Открытый сезон - Дэвид Осборн
Шрифт:
Интервал:
Закладка:
— Что за трагедия такая? Почти все разводятся. Три из четырех браков.
Он взорвался.
— Она все выместит на детях. Ты ее не знаешь. Она не как все другие женщины. Она убьет бедных детей.
— Но разве ты не видишь, что ей как раз и надо, чтобы ты думал так, Март?

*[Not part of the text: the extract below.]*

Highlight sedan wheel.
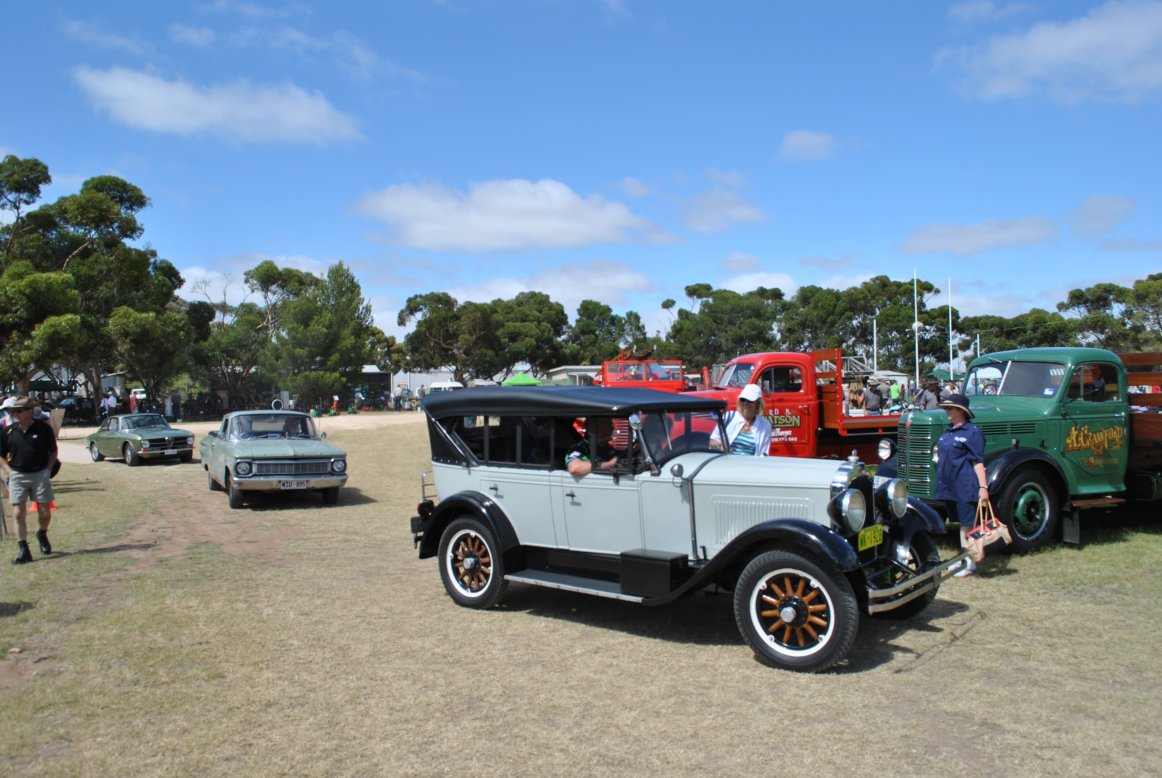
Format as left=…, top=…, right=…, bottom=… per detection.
left=734, top=550, right=859, bottom=672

Ответа не последовало. Она присела рядом с ним и крепко встряхнула его;
— Мартин, а как же я? Мы?
Он не отвечал. Она почувствовала опустошенность и подошла к туалетному столику, провела щеткой по волосам, потом выпустила из себя:
— Ведь ты просто не желаешь оставлять ее, так? Нисколько!
— Как бы не так.
Но голос выдал его. В нем было облегчение, так как он знал, что она признала свое поражение и, по крайней мере, на данный момент не станет настаивать. Теперь он мог позволить себе отрицать.
Она последний раз повернула нож в ране. На это у нее были все права.
— В этом-то и есть вся проблема. Если бы ты действительно хотел, давно бы сделал это.
Наступила тишина, потом он повернулся успокоенный ощущением своей вновь обретенной безопасности.
— Нэнсн, ну послушай же! Всему свое время. Мы же не можем так просто взять и сбежать. Джин заграбастает все, что я имею и потребуется бездна времени и куча денег, чтобы снова все это восстановить. Ты же знаешь это. Вероятнее всего, я потеряю работу. Так уж устроены банки. Если им кажется, что ты аморален, они стараются от тебя избавиться, так как это означает, что ты не стабилен. А что подумали бы их клиенты? — он задумался, потом продолжил, — Эдди окажется пострадавшей стороной, вместо того, чтобы ею была ты. Так что ты тоже не получишь ни гроша. И даже детей.
Она уставилась в пустоту. Через некоторое время он приблизился к ней и, склонившись, взял ее руки в свои.
— Нэнси, давай не будем ссориться. Не сейчас. Пожалуйста.
— Марти, я хочу у тебя что-то спросить.
— Ну, давай.
Ей необходимо было знать это, и она имела полное право знать. Оставалась ли какая-то надежда? Она посмотрела на него в упор:
— Ты любишь меня?
Она ждала, наблюдая, пытаясь прочесть в его глазах, уловить какое-нибудь дрожание. Руки его крепко сжимали ее кисти.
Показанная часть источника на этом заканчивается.